Communication

Beyond HTML5: Peer-to-Peer Conversational Video

We've in a previous blog post shown you our work on conversational voice and video using "beyond HTML5" solutions. In that work we used websockets and a media relay to route streams between peers. Now we'd like to show you how we have extended this to use peer-to-peer streaming.

Peer-to-peer streaming means that voice/video frames are streamed directly between peers, without any server in between. The effect is lower latency and more efficient network utilization. Up until now, however, web browsers have lacked the capability to communicate peer-to-peer. Instead, communication has traditionally relied on a shared relay server in the network.

The attached video includes a quick demo and a brief explanation of the connection establishment procedure. Below we explain this in more detail.

The ConnectionPeer API

There is an existing proposal for an API called ConnectionPeer for establishing a direct connection between two peers (web browsers). ConnectionPeer is a very minimalistic API, and leaves most of the signaling (logging in, inviting friends, and so on) to be performed using traditional HTTP techniques.
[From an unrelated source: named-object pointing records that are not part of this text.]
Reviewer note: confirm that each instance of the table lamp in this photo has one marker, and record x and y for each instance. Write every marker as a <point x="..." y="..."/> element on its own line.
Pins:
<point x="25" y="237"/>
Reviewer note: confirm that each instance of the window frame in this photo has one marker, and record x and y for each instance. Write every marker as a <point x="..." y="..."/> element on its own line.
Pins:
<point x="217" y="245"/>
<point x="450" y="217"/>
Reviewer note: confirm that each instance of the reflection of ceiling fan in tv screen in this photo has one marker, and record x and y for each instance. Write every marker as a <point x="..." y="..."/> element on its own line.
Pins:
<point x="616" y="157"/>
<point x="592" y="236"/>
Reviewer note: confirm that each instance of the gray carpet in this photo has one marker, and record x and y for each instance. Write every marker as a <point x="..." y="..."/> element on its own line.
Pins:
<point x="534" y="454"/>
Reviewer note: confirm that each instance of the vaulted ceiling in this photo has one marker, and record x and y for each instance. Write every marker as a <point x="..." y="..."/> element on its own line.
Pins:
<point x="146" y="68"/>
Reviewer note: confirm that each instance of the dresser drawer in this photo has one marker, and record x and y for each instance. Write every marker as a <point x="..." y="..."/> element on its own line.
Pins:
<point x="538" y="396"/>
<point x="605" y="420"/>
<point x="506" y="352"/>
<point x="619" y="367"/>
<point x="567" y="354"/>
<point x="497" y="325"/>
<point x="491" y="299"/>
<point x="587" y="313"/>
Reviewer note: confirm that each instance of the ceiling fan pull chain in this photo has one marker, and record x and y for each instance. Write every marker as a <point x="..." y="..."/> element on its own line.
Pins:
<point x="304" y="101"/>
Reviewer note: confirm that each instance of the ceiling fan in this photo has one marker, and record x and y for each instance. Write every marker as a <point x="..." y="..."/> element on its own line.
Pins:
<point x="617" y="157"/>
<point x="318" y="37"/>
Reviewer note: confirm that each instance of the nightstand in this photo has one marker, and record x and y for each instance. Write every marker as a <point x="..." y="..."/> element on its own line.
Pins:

For example, the EventSource API (which we submitted to WebKit in 2009) comes in handy for receiving invitations.

The API is presented, along with a brief example, in the HTML specification at the WhatWG site, http://www.whatwg.org/specs/web-apps/current-work/multipage/commands.html#peer-to-peer-connections.

ConnectionPeer is responsible for the minimal functionality needed for establishing peer-to-peer connectivity, using the following steps:

  1. Each peer collects information about itself about how it can be reached from the outside. Typically this is one or more IP address/port combinations, along with some more information. This is done by the getLocalConfiguration method.
  2. Add the corresponding information about the other peer (obtained "out of band", that is, typically over HTTPS from the chat server). This is done by the addRemoteConfiguration method.
  3. Establish the peer-to-peer connection, allowing for streaming data to be exchanged between the peers. This is done implicitly once both methods above have been called. Once the connection has been established, an onconnect event is generated and allows the application to react.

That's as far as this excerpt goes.